3) Axe cartographique Les cartographies que nous traçons et grâce auxquelles nous nous situons dans un monde complexe, toujours davantage configuré selon le modèle du réseau, sont multiples et structurent à tous niveaux la praxis humaine. Un axe de travail de ce séminaire portera sur la mutuelle implication entre définition de territoires – avec son corollaire, le geste de déterritorialisation – et principe d’identification – ou de « dés-identification », entre proximité et distance, entre la présence et la trace, etc. Les lexiques deleuzien, phénoménologique et derridien sont ici seulement exemplatifs.
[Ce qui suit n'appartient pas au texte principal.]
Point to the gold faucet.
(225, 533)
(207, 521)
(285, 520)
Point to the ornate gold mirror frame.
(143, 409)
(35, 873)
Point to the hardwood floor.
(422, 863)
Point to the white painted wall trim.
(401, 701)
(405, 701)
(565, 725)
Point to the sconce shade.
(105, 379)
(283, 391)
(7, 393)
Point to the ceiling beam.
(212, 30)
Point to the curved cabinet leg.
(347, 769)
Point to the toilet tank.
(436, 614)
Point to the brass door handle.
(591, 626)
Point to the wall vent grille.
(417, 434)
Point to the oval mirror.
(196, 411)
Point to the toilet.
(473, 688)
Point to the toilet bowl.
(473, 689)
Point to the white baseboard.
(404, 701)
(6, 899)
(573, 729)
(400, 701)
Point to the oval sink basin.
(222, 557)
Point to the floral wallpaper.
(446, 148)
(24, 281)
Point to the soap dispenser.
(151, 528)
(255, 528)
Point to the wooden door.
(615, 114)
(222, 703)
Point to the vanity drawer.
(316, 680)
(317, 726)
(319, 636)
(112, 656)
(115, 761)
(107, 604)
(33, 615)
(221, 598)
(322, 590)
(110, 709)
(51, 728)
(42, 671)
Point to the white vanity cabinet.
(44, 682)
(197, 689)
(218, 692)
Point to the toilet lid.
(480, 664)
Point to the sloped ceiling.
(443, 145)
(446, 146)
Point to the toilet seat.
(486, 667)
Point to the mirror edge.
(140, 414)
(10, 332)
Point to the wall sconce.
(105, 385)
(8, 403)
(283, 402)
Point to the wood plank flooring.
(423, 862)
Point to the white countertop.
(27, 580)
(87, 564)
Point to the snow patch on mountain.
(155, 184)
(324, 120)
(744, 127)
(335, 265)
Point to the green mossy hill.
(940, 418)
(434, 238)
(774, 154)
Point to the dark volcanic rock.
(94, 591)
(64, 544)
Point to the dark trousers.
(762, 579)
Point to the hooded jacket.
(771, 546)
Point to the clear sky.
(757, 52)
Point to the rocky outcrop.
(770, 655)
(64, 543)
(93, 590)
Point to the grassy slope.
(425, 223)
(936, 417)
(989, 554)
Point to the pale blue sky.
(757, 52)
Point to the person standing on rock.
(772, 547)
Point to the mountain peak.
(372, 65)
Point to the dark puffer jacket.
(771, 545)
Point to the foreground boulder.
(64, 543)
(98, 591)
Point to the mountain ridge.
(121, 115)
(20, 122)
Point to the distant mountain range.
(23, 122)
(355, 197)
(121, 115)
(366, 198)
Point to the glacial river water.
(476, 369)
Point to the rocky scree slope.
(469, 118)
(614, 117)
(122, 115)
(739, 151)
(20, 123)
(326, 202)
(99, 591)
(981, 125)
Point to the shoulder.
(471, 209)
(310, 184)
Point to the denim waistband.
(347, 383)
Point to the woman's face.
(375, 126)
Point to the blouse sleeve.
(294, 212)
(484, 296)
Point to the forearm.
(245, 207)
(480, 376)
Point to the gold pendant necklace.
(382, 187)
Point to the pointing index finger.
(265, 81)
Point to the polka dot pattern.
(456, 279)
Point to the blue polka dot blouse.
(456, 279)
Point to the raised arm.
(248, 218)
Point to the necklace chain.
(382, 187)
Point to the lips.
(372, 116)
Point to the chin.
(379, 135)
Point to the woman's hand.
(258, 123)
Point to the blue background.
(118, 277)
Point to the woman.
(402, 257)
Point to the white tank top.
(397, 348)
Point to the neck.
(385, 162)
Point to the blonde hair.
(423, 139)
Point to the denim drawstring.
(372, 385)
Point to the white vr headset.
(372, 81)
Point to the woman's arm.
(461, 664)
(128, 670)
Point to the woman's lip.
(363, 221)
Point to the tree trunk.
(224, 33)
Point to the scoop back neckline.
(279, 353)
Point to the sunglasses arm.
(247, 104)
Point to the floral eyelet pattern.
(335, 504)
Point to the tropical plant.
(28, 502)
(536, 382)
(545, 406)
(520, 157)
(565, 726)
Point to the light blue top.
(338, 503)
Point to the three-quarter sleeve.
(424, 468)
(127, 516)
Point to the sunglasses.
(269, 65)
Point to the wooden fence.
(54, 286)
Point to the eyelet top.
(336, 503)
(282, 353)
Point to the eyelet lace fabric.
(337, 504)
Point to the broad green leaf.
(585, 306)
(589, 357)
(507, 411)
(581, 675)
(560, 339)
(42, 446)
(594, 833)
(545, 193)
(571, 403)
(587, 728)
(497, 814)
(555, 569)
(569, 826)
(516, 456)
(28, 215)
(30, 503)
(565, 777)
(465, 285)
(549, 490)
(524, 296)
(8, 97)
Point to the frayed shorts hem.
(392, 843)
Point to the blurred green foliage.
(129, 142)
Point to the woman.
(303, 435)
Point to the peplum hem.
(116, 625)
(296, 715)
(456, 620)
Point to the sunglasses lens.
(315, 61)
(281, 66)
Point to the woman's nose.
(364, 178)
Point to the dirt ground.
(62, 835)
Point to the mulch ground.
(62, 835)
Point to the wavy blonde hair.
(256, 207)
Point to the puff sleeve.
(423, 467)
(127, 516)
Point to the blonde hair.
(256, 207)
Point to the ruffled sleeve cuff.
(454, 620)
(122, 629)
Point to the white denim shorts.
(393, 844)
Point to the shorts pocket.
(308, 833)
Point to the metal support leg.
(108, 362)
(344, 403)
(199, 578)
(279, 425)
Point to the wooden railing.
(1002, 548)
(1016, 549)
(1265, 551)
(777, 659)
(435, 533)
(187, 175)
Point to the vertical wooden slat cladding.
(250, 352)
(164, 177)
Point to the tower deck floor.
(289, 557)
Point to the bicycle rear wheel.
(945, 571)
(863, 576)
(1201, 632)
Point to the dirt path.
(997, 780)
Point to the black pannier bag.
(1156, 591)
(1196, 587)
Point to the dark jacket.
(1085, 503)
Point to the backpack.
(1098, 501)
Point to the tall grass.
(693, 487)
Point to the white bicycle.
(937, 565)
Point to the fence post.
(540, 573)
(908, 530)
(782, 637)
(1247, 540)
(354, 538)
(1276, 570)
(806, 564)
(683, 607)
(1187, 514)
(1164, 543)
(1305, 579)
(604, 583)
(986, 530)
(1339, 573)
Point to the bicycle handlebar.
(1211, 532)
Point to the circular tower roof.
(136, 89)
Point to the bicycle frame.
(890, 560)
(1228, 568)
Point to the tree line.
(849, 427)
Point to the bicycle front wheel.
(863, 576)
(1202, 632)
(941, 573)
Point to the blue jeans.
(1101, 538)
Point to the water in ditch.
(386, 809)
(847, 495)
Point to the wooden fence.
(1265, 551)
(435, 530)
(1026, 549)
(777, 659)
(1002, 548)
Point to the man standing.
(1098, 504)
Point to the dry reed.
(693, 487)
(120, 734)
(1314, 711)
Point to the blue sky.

4) Axe (trans)généricité On réfléchira sur la manière dont le concept de genre littéraire, ses frontières mais aussi les points de passage entre ses frontières, apporte des balises indispensables – et néanmoins mobiles – pour se repérer dans le champ de la discursivité ; et comment ces points de repère, historiques ou méthodologiques, pragmatiques ou épistémologiques, fondent la possibilité d’un dialogue entre discours. La même problématique pourra être appliquée au genre de l’image : image perceptive, image-fantasme, imaginaire, image cinématographique, etc. Chacun des quatre axes a pour but de faire varier ou de mettre en perspective une même thématique fondamentale. On aura systématiquement pour visée l’accroissement de notre compréhension de l’homme comme d’un être agissant et connaissant, par ou à travers les limites, dont il est passif et dont il est créateur en même temps.